Hoots and howls echoed through the corridors, and gibberish like the ravings of madmen. The walls narrowed and became more uneven in their spacing, until above him they meshed together, overarching the way like the branches of trees. Occasionally, some warm wet hole opened to the right or left, but as Valian stopped and looked into these, trying to decide his way, he felt eyes staring back at him from the darkness, eyes hungry and at the same time frightened. As his elven eyes grew adjusted to the darkness, he saw the warm, red outlines of their bodies, sitting in huddled groups, shifting nervously.

With a shock of horror, Valian remembered. Those days and nights and weeks of terror in the twisted and ancient depths of Silvanesti, years ago now. He'd fought his way through, avoiding legions of dragonarmies and patrols of elves, to a place where he knew no one ever ventured anymore. He'd hoped to find some lost or forgotten enclave of elves, some memory of the beauty he'd once belonged to, if only to stand at their fringes unseen, or to die there.

At last, he'd found them. Hope lifted Valian's heart at the sight of the village through the trees. The war didn't seem to have reached this place. Here no one was preparing for battle or escape. He'd approached slowly, warily, for despite everything, he still bore the stigma of being cast from the light. If seen, these elves still had the right to kill him.

Some tickling of danger warned him as he'd neared the village, but he'd ignored it, so anxious was he to find contact with his race. As he drew closer, he saw that the elves of the village walked with hunched shoulders and bent backs, and their arms seemed unusually long. No elvish voice was raised in song, only brutish grunts and snarls sounded from their throats. When one turned, as though sensing Valian's presence in the trees, Valian nearly cried out in horror at the sight of the twisted, malformed elf. Long fangs thrust up from his bottom jaw like the tusks of a boar, and his almond-shaped eyes glowed red with hate. His hair, once smooth and silken, bristled like fur.

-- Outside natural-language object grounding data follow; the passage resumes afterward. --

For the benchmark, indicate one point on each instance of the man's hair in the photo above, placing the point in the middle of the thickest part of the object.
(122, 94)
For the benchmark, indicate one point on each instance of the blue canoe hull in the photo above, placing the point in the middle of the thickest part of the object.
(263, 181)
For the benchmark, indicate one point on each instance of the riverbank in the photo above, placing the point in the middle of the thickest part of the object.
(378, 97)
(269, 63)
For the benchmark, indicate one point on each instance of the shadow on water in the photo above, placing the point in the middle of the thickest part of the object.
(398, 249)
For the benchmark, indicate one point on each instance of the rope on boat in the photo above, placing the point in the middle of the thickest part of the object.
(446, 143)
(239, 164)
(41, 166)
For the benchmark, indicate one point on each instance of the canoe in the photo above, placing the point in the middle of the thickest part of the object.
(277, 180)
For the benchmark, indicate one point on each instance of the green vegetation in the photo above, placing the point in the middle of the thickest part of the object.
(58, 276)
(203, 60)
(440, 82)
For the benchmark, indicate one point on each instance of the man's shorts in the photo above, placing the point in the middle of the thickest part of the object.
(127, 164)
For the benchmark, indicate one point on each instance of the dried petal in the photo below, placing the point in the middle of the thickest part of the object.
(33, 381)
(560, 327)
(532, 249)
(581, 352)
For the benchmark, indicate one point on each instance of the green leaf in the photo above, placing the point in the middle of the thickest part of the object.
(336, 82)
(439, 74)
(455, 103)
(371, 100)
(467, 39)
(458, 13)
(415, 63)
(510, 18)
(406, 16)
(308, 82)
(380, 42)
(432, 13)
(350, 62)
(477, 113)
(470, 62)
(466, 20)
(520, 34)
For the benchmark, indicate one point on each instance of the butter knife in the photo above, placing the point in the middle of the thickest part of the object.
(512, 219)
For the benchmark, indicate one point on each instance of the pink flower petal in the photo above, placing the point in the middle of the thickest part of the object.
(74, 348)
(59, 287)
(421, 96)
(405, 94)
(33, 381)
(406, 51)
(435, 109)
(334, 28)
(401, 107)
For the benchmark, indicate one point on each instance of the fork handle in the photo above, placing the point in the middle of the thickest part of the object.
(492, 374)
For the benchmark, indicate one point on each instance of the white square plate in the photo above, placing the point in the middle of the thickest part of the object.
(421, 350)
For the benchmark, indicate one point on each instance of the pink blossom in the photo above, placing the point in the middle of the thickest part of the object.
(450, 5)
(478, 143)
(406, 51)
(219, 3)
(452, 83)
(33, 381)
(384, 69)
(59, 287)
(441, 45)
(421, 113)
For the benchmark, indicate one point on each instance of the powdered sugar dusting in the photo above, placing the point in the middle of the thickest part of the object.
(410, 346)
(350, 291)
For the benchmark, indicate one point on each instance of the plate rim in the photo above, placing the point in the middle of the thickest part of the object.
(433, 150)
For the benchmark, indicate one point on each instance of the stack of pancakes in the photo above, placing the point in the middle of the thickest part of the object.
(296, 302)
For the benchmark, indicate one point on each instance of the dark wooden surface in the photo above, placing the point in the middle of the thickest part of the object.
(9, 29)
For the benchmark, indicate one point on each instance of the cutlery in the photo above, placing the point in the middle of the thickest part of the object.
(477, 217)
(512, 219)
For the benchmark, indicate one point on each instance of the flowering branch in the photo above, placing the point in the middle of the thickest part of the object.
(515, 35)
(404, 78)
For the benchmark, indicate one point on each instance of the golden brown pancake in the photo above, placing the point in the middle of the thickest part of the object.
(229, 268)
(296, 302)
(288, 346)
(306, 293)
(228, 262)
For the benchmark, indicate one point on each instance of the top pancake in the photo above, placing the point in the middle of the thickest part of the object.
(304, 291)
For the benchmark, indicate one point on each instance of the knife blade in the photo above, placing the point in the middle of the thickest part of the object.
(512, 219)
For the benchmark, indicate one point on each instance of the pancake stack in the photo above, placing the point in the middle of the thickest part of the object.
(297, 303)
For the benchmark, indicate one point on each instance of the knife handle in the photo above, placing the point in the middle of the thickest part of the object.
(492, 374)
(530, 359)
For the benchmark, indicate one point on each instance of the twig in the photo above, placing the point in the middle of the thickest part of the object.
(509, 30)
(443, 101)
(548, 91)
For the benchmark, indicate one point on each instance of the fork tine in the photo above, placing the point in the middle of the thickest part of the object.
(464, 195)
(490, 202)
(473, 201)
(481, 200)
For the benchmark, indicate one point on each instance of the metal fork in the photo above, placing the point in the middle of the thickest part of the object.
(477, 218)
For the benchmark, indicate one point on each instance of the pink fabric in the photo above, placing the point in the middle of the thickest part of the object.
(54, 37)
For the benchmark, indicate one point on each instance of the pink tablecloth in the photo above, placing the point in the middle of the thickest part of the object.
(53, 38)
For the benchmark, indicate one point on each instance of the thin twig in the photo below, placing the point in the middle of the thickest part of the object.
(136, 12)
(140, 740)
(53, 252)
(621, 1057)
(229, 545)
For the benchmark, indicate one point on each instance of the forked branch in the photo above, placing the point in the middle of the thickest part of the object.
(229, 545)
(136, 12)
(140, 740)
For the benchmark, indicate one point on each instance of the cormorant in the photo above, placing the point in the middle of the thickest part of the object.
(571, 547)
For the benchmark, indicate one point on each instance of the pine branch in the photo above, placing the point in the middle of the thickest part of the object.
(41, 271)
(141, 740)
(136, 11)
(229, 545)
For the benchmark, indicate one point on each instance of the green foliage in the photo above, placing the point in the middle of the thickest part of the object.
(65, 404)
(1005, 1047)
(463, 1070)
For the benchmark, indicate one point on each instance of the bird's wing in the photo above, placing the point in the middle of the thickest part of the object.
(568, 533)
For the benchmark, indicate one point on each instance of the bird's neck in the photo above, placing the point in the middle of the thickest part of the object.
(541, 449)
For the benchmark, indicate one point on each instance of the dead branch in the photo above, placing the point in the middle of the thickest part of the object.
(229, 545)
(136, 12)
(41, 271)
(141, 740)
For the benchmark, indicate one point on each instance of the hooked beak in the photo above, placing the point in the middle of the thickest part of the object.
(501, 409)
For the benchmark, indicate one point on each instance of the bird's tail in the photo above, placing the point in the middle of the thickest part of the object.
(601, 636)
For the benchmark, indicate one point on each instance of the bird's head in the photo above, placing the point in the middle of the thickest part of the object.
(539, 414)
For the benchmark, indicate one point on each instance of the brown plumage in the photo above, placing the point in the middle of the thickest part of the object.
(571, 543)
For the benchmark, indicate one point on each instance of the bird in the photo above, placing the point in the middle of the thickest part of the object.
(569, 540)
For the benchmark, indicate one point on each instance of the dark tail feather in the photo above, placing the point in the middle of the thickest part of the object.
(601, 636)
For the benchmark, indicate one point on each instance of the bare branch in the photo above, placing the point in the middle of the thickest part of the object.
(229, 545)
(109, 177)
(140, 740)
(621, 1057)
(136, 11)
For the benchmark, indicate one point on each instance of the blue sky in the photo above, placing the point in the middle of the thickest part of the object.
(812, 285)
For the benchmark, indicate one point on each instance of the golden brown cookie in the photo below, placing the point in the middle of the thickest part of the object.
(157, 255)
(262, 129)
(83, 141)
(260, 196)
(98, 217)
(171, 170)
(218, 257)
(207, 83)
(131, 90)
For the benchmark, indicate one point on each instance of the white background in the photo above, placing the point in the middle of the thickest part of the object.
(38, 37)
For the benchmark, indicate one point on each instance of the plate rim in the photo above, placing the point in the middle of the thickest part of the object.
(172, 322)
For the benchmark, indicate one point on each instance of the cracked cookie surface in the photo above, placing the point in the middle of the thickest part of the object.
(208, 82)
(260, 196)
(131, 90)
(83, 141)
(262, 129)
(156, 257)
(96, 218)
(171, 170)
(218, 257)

Valian was so stricken with anguish that day, he'd been unable to move, unable to resist, as they gathered round him, grunting, snarling, drooling and touching him with their horrid claws. They grabbed him and lifted him and carried him triumphantly into the village. They brought him to an altar, where wood was piled, wood soaked with tar and oil, and they tied him to the altar, all the while dancing around his prone body. Valian had felt himself outside his own body, as though looking down on the scene from some point high above. He watched them bring torches and light the wood of his pyre, and he watched the flames lick around his body, consume his hair, caress his limbs, sear his flesh.

He hadn't died. Valian awoke on the forest floor, with the ancient and crumbling stone buildings of his dream village all around him. The village had long been abandoned and forgotten, and the forest had reclaimed it, and Valian awoke with a vision of things to come. As he stood and his hair fell about his face, it was white as ash, burned by the fires of his nightmare.

Now, apish hands reached out to touch his body, caress his flesh. Small creatures crowded around him, grunting, snarling like ghouls over a fresh grave. Terror awakened in him, but he was able to move, able to respond. Valian lashed out, and the apes leaped screaming back to their dark lairs. Valian fled; he knew not where.